I shared on Instagram a few weeks ago that I made a curry chicken noodle soup to freeze for when we get sick.
I can’t recommend this enough.
Make a pot of soup and double the recipe, freeze the extra batch for those nights where you’re too busy to cook or for when you get sick. Delicious chicken soup for the flu and colds ready to be heated in the microwave.
Curried Soup F.A.Q’s
Place your curried chicken soup in an airtight container and store it in the refrigerator for up to 3 days.
Yes, this soup can be frozen. Place in a freezer-safe container and it can be kept in the freezer for up to 3 months. When ready to use, thaw overnight in the refrigerator, then transfer to a pan to heat on the stovetop.
Can I use different vegetables?
This soup is easy to customize with your favorite vegetables. White potatoes, sweet potato, and red bell peppers are all great additions!
Can I use leftover or rotisserie chicken?
This soup is a perfect way to use leftover chicken, and shredded rotisserie chicken works well too. Add about 3 cups of shredded chicken, in place of the breasts.
If you want to add a little more substance to the curry soup recipe, you could also add some rice noodles or even sweet potatoes. Another option is rice for a curried chicken and rice soup. This will up the carbohydrates and make it heartier.
You can leave it out, maybe add a few extra garlic cloves.
How to Make Curried Chicken Soup
This soup recipe is ready from start to finish in about 45 minutes.

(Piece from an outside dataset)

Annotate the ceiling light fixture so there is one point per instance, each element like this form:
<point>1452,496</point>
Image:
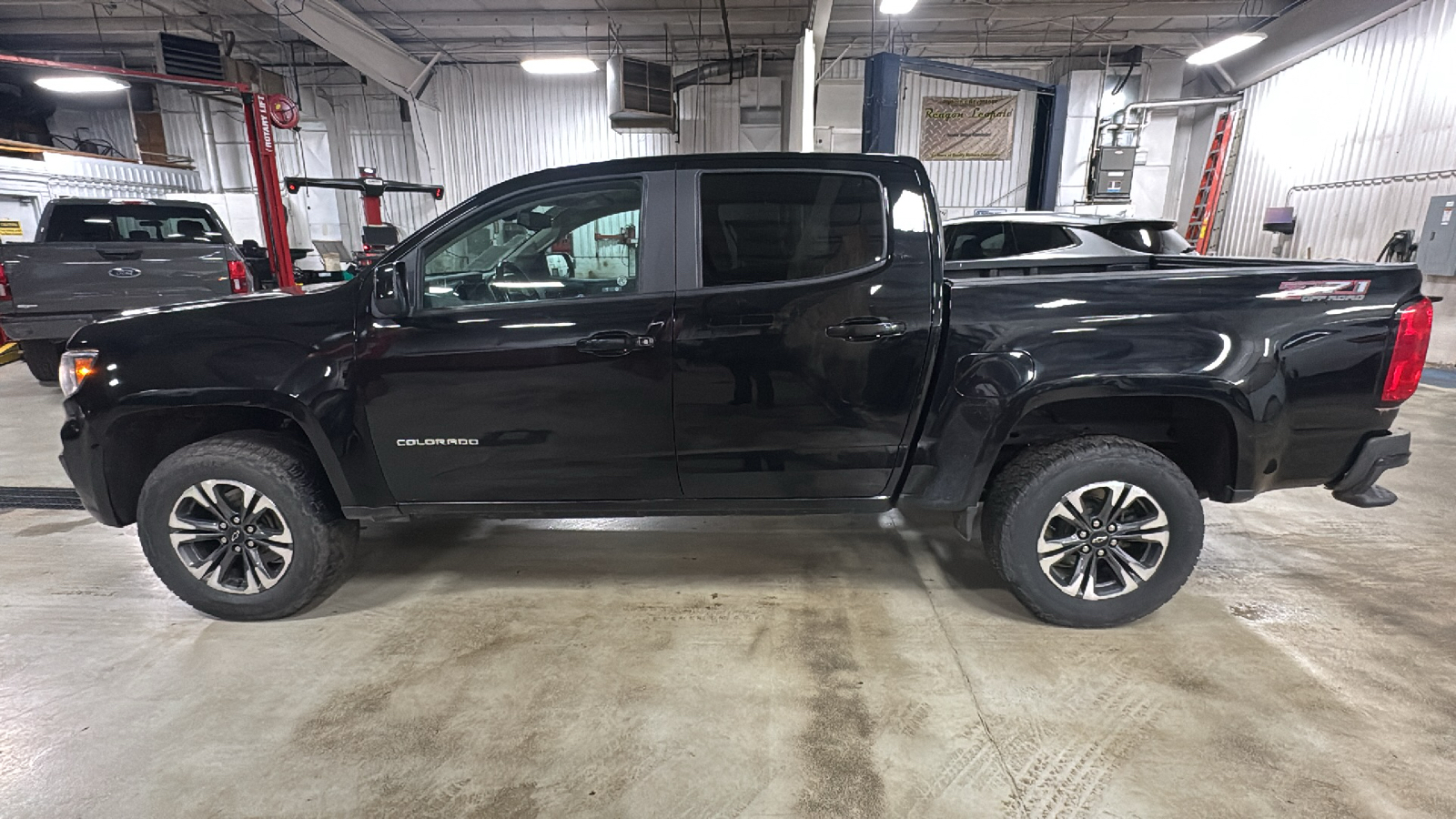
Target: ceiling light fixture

It doesn’t take long to simmer, so this is a great meal to make for when you need dinner on the table, but you can’t be bothered to stand in front of the stove for an hour stirring.
More Soup Recipes
Here are a few more of my favorite healthy soup recipes here on Randa Nutrition:
- Instant Pot Southwest Chicken Soup
- Chicken Stuffed Pepper Soup (Stovetop & Instant Pot)

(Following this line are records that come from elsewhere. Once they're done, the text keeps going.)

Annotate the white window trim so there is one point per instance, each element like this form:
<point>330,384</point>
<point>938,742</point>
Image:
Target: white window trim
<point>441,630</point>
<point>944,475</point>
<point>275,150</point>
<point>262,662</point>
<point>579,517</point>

- Healthy Kale and Sausage Soup
- Red Curry Potato Leek Soup
Curried Chicken Soup
- 2 tablespoons olive oil
- 1 small yellow onion diced (about 1 cup)
- 2 medium carrots diced (about ½ cup)
- 2 celery stalks diced (about ½ cup)
- 2 garlic cloves peeled and minced
- 1 inch ginger root peeled and minced (about 1 tablespoon)
- 1 cup sliced mushrooms
- 4 teaspoons curry powder
- 1 teaspoon turmeric
- ¼ teaspoon cayenne pepper
- 1 pound boneless skiness chicken breasts
- 4 cups bone broth
- 1 14oz can petite diced tomatoes 14.50 ounces
- 1 14oz can coconut milk 13.66 ounces
- 1-2 cups spinach or kale torn, stems removed
- 2 tablespoons lime juice
- ½ teaspoon salt
- ½ teaspoon black pepper
- Cilantro scallions, or basil to garnish
- Heat olive oil in a Dutch oven or stock pan over medium heat.

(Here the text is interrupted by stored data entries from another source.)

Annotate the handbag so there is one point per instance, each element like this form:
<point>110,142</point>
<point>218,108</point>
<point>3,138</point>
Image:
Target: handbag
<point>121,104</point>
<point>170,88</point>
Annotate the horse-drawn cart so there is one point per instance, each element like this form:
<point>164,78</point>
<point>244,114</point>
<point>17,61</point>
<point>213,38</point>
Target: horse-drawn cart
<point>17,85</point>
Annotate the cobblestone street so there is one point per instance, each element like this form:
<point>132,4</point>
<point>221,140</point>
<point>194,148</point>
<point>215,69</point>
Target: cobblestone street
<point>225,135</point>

- Add the onions, carrots, and celery and cook until soft and the onions are translucent, 3-4 minutes,
- Add garlic, ginger, and mushrooms and cook an additional minute. Then add the curry powder and turmeric. Cook until fragrant, about 1 minute.
- Add the chicken, bone broth, coconut milk, and tomatoes. Bring to a boil, then reduce to low heat. Cover and simmer for 20-25 minutes.
- Remove the chicken and shred. Place the chicken back into the soup, along with the spinach or kale, and cook until the spinach/kale is wilted.
- Add lime juice, salt, and pepper before serving.